Economic Liberalisation Destroyed China's Health Service

Economic liberalisation destroyed China's health service - now it must rely on police, not doctors, to fight Sars writes Isabel Hilton.
The early morning in any Chinese park is the time and the place to track the private fears of Chinese citizens. Some come to rehearse their enthusiasms - ballroom dancing, calligraphy or martial arts. Others come to ward off misfortune. Even before the Sars outbreak, the fear of ill-health was enacted in these dawn rituals. In one of the most common, a cheerleader leads a chant as his followers pat parts of their own bodies and urge them to stay strong.

The fear of illness today is well founded. The provision of health services and social security to the mass of the population was perhaps the Chinese revolution's single most important achievement. But even at the height of the communist system there was never a national health service. The provision of medical care derived from a work unit - a factory, a school, a people's commune - that had the responsibility to take care of its workers and their families. It was an arrangement that covered most people, but with Deng Xiaoping's move to a market economy, the system was doomed.

Economic liberalisation meant the end of most of those work units: state industries are closing down, agricultural communes were disbanded long ago and agriculture has been privatised. Nothing has taken their place, and the services the units used to provide have lapsed. Responsibility for public health rests with local authorities which do not appear to have either the funds or the interest to maintain it. Even in the cities, where two decades of economic reforms have brought a general rise in living standards, the burden of medical care is now largely a private responsibility that many can't afford.

So despite increased prosperity, public health has declined. A service that boasted in the early years of the Chinese revolution of having eradicated venereal disease is now almost non-existent. Rural clinics have shut down. Barefoot doctors - primary health workers ubiquitous in the countryside in the 50s and 60s - have largely been replaced by witchdoctors who dispense coloured water and spells.

Scaling back on health commitments was seen by China's reformers as a central part of economic liberalisation. But, as the government found to its cost, if the state does not provide health security, people turn to any promise of health, however implausible. Falun Gong, the religious sect that exploded on to the national scene four years ago, and which the Chinese government has been trying to suppress ever since, owes much of its mass appeal to the belief that it conferred good health on its practitioners.
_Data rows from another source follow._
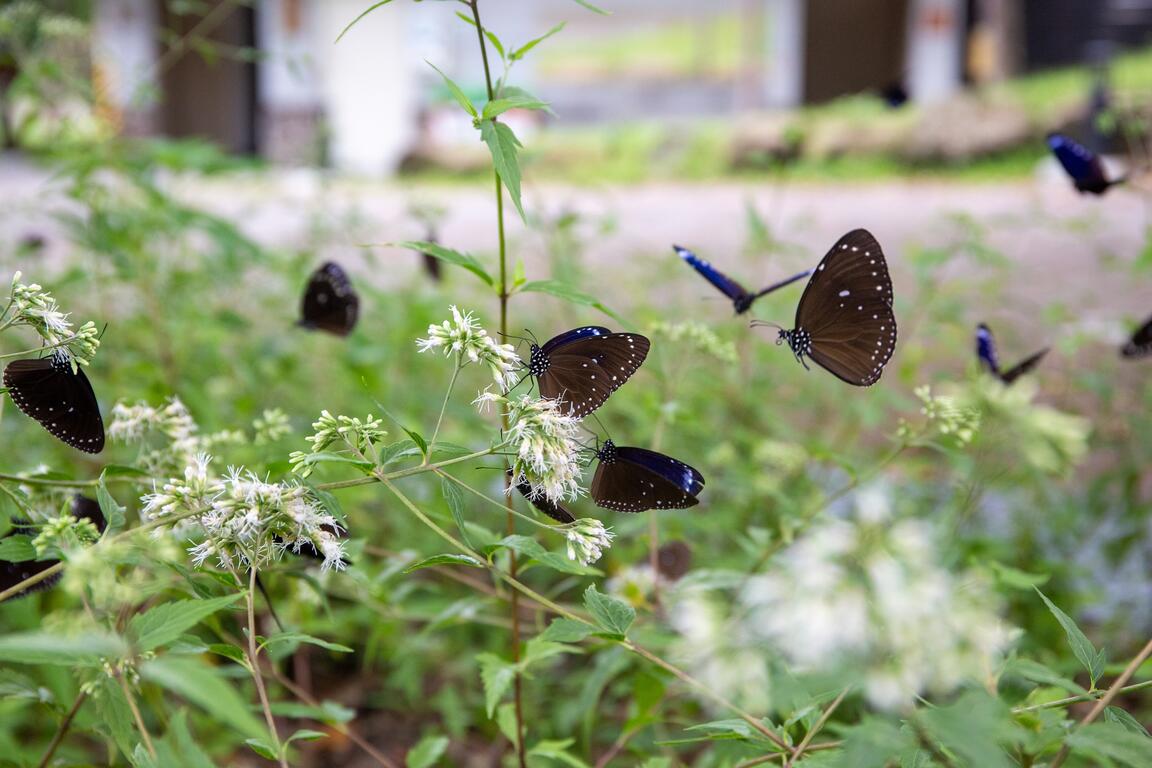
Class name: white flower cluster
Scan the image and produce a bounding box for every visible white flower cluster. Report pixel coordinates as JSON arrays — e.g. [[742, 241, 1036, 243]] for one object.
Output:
[[3, 272, 100, 365], [142, 454, 344, 570], [416, 305, 522, 391], [564, 517, 615, 565], [741, 488, 1013, 709]]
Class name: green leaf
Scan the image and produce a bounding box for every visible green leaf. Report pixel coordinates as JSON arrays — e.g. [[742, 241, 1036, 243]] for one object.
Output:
[[426, 61, 478, 117], [404, 554, 484, 573], [480, 120, 528, 225], [539, 617, 596, 642], [1036, 588, 1104, 687], [480, 91, 554, 120], [387, 239, 495, 286], [476, 653, 516, 717], [0, 632, 128, 667], [96, 470, 127, 537], [334, 0, 396, 43], [520, 280, 624, 322], [505, 22, 564, 60], [440, 477, 476, 549], [584, 584, 636, 638], [1067, 723, 1152, 768], [128, 593, 241, 652], [260, 632, 354, 653], [139, 655, 268, 739], [498, 535, 600, 576], [404, 736, 448, 768]]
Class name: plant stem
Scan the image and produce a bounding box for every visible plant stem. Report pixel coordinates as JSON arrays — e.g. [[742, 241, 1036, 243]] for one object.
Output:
[[37, 691, 88, 768], [244, 568, 288, 768], [1048, 640, 1152, 768]]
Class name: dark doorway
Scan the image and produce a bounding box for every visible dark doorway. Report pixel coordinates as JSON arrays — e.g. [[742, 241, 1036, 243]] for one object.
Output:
[[159, 0, 259, 154]]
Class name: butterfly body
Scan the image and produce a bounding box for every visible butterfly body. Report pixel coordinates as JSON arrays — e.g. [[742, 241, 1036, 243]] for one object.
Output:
[[672, 245, 812, 314], [3, 350, 104, 454], [760, 229, 896, 387], [298, 261, 359, 336], [976, 322, 1048, 385], [590, 440, 704, 512], [528, 326, 651, 418], [1048, 134, 1126, 195], [1120, 318, 1152, 357]]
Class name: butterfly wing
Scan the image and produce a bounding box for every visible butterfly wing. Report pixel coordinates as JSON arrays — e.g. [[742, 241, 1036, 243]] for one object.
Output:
[[1000, 347, 1048, 383], [796, 229, 896, 387], [508, 470, 576, 523], [590, 443, 704, 512], [530, 328, 651, 418], [300, 261, 359, 336], [1120, 318, 1152, 357], [1048, 134, 1111, 195], [3, 355, 104, 454], [672, 245, 755, 312]]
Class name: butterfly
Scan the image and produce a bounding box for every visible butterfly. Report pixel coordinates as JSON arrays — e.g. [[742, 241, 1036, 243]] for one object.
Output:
[[298, 261, 359, 336], [1120, 318, 1152, 357], [3, 350, 104, 454], [0, 494, 107, 598], [1048, 134, 1127, 195], [672, 245, 812, 314], [528, 326, 652, 418], [590, 440, 704, 512], [976, 322, 1048, 383], [508, 470, 576, 523], [752, 229, 896, 387]]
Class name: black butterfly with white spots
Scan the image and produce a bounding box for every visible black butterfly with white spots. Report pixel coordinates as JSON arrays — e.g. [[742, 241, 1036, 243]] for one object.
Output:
[[528, 326, 651, 418], [672, 245, 812, 314], [298, 261, 359, 336], [976, 322, 1048, 385], [752, 229, 896, 387], [3, 350, 104, 454], [589, 440, 704, 512]]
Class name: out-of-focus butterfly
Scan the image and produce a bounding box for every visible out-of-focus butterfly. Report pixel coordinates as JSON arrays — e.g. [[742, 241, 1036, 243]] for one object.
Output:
[[1048, 134, 1127, 195], [590, 440, 704, 512], [1120, 318, 1152, 357], [300, 261, 359, 336], [508, 470, 576, 523], [3, 349, 104, 454], [976, 322, 1048, 383], [528, 326, 651, 418], [0, 494, 107, 598], [752, 229, 896, 387], [672, 245, 812, 314]]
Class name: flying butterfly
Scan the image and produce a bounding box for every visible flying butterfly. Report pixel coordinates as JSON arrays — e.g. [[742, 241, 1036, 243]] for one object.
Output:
[[672, 245, 812, 314], [0, 494, 107, 598], [528, 326, 651, 418], [3, 350, 104, 454], [298, 261, 359, 336], [507, 470, 576, 523], [1120, 318, 1152, 357], [1048, 134, 1127, 195], [976, 322, 1048, 383], [752, 229, 896, 387], [590, 440, 704, 512]]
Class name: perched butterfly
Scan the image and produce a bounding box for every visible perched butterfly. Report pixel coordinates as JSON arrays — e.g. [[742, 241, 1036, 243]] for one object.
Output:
[[0, 494, 107, 598], [591, 440, 704, 512], [752, 229, 896, 387], [3, 350, 104, 454], [508, 470, 576, 523], [300, 261, 359, 336], [1048, 134, 1126, 195], [672, 245, 812, 314], [976, 322, 1048, 383], [1120, 318, 1152, 357], [528, 326, 651, 418]]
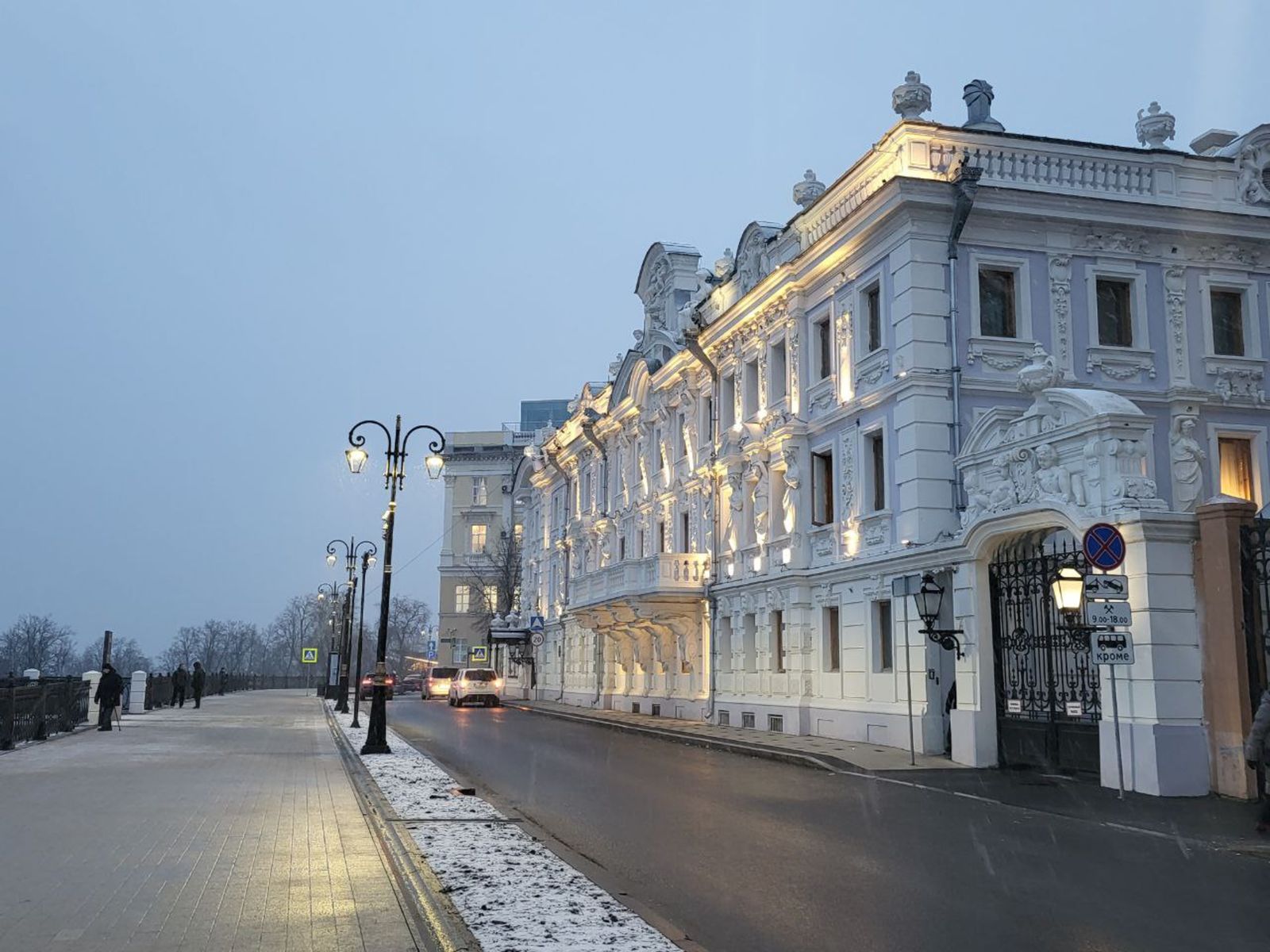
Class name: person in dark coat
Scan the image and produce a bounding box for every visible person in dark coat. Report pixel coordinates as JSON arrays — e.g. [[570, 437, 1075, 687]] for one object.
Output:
[[189, 662, 207, 707], [171, 664, 189, 707], [93, 662, 123, 731]]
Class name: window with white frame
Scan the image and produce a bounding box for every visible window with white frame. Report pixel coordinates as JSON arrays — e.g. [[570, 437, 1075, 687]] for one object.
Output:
[[979, 264, 1018, 338], [1200, 282, 1261, 358], [811, 449, 833, 525], [865, 429, 887, 512], [861, 286, 883, 354], [811, 315, 833, 379], [719, 373, 737, 429], [872, 598, 895, 673], [768, 339, 789, 404], [741, 360, 758, 420]]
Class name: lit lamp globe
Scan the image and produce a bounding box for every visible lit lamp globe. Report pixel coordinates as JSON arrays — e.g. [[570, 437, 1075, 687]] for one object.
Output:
[[344, 447, 368, 474], [1049, 565, 1084, 617], [913, 573, 944, 628]]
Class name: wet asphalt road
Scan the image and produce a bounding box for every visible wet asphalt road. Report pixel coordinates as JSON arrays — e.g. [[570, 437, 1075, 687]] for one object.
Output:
[[389, 696, 1270, 952]]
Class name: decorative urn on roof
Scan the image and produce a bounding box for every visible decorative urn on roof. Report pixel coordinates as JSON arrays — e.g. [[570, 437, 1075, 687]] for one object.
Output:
[[891, 70, 931, 119], [1135, 100, 1176, 148], [794, 169, 824, 211]]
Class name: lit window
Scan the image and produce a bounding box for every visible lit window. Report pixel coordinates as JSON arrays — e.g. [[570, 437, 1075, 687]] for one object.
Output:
[[1209, 288, 1245, 357], [1097, 278, 1133, 347], [979, 268, 1018, 338], [1217, 436, 1255, 501]]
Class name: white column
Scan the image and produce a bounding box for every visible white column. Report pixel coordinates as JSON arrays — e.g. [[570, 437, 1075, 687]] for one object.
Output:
[[129, 671, 146, 713]]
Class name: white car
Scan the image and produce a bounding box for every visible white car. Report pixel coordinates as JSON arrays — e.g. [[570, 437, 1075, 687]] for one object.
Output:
[[449, 668, 503, 707]]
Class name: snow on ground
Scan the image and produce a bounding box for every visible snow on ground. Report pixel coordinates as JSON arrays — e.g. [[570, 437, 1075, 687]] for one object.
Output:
[[328, 702, 675, 952]]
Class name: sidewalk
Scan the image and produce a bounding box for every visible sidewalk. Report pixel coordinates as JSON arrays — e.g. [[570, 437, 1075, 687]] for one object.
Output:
[[504, 700, 1270, 859], [504, 700, 969, 773], [0, 690, 418, 952]]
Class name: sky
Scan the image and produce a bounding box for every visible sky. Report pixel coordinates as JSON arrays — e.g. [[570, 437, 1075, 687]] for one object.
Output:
[[0, 0, 1270, 652]]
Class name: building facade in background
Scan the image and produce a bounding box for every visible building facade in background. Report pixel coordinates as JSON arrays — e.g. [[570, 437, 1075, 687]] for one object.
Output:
[[436, 400, 569, 674], [515, 74, 1270, 795]]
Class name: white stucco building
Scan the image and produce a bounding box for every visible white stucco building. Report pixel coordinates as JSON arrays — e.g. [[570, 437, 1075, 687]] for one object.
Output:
[[510, 74, 1270, 795]]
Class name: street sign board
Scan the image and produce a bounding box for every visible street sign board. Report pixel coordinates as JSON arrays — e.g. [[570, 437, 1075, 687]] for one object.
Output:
[[1084, 575, 1129, 601], [1091, 631, 1133, 664], [1084, 601, 1133, 628], [1081, 522, 1126, 573]]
F or a people who now regard the state as unreliable in matters of health, the handling of the Sars outbreak has brought no reassurance. The leadership seems nervous as it tries to recover from the official concealment of the disease in the early months. As a rule of thumb, the more the party's propaganda department reaches for stale revolutionary images, the less people trust it, and the present crisis scores high on the hoary revolutionary image index. Hu Jintao has threatened that the concealing of Sars cases will be severely punished, but the habit of official secrecy that dictated the initial cover-up, and earned China a humiliating public rebuke from the World Health Organisation, is no more guaranteed to respond to exhortation than those body parts patted by believers in a Beijing park.

The still bizarre pattern of admitted Sars cases suggests that the bureaucracy is embracing transparency with less than wholehearted enthusiasm. Shanghai has admitted very few cases, Guangdong to the south and Beijing to the north have many; some provinces acknowledge that the million migrant workers who have fled Beijing brought Sars with them, others do not.

The Chinese are less likely to believe the official story than the versions they read on the internet or the messages they receive on their mobile phones: unofficial accounts of the extent of the epidemic circulating on both are now rigorously policed and censored.

The Sars outbreak has reminded the Chinese of what has been lost over more than two decades of sustained economic growth, as they discover that dilapidated public health services are in no shape to fight an epidemic, or even to report one consistently. Until Sars, though, the lack of care for the rural poor was no more important to the government than the appalling safety record of the Chinese mines. Even now, it is the fear of international quarantine and the potential economic damage rather than the death rate that has prompted action.

The Chinese government's available weapons against Sars are social and political rather than medical. The state security apparatus, unlike the public health services, has maintained investment and is trying to enforce travel and quarantine restrictions. But as far as reporting and containing the outbreaks goes, Beijing knows that it cannot trust local officials either to act effectively or - even less likely - to acknowledge their failures.

And as the barriers that local people themselves have erected round their villages and neighbourhoods demonstrate, the people know it too.